The absence of an Executive led to Secretary of State Chris Heaton-Harris imposing a budget at the end of April. This improved things at the margins in that there is now certainty in the budgets for the remainder of the year. But he didn’t provide financial Berocca and much needed financial rehydration. What he wants to see is the unsustainable fiscal lifestyle that Northern Ireland has been leading to change by making reform unavoidable.

Northern Ireland has for too long taken the position of not raising enough revenue to meet its spending nor actively cutting its spending, but rather looking across the Irish Sea to Westminster for more money. Northern Ireland has kept taking the position that “diet starts Monday”. That approach has continued for 25 years but hasn’t worked. We haven’t become leaner, fitter nor more agile. Northern Ireland’s obsession with maximising the block grant rather than maximising good outcomes needs to be reversed with a new-found focus on outcomes. Financial ‘hair of the dog’ has prevented us from better government.

As NI Chamber of Commerce chief executive Ann McGregor said recently, the time has come to have a meaningful debate about how Northern Ireland is funded from Westminster to put us on a pathway to transformation. We just can’t continue on the road we have been on. The shaky political institutions and the shaky financial situation needed reinforced. Financially, there needs to be more strings attached to public spending such as ringfencing monies for investment and incentivising good policy behaviours.

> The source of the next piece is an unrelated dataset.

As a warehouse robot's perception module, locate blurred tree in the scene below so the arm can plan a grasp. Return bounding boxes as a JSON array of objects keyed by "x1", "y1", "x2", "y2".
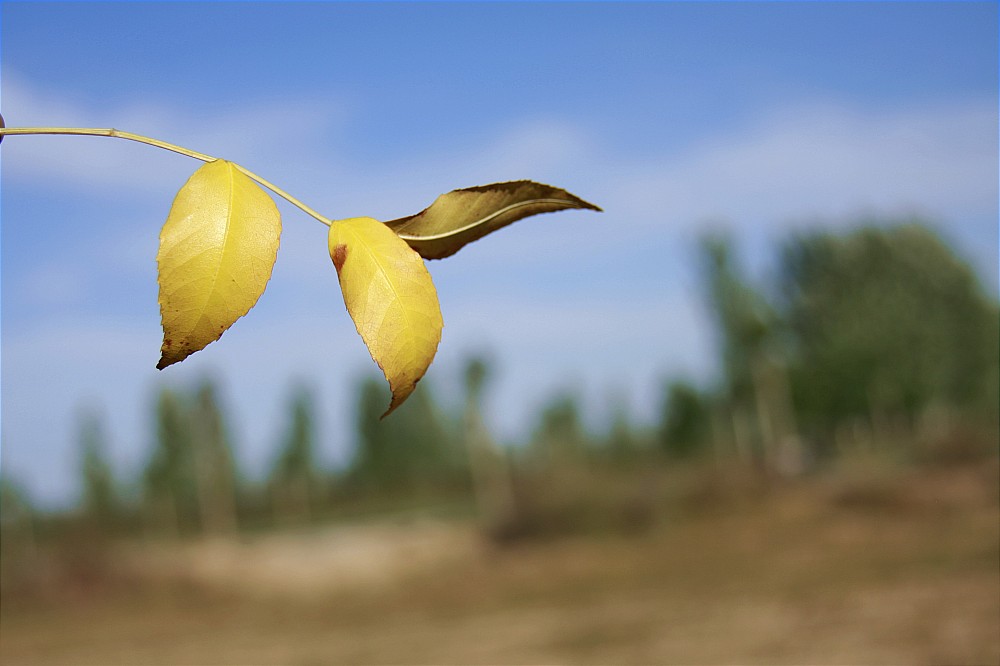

The current financial challenges in the north will be creating political hangxiety. As things stand, incoming ministers will have in-trays from hell, with budget pressures and tough decisions the like of which their predecessors never had to face. Rather than doling out devolutionary goodies, they will be in the business of taking them back, reducing public services, and increasing other local charges and taxation.

So the Secretary of State will have to play a clever game over the months ahead to ensure the NI political parties are incentivised to go back into an Executive rather than be put off by the scale of the challenges that await. He also needs to ensure that a new NI Executive doesn’t continue on the fiscal path of before.

Given the context, we may also start to see electoral hangxiety, with voters realising that the financial pressures could lead to things like the introduction of water charging and higher rates bills at a time when their mortgage payments are going up. This could spook the politicians, leading to these difficult decisions needing to be taken by the Secretary of State.

History has also taught us that there is always some kind of financial package to get the Assembly back up and running and the reality is that this time might be no different in that respect. However, what we may well see is more strings attached to the deal this time, with the Secretary of State expecting difficult decisions also to be made whenever the politicians get back in. If it’s a choice between ‘cold turkey’ or ‘hair of the dog’, the reality will likely be somewhere in between.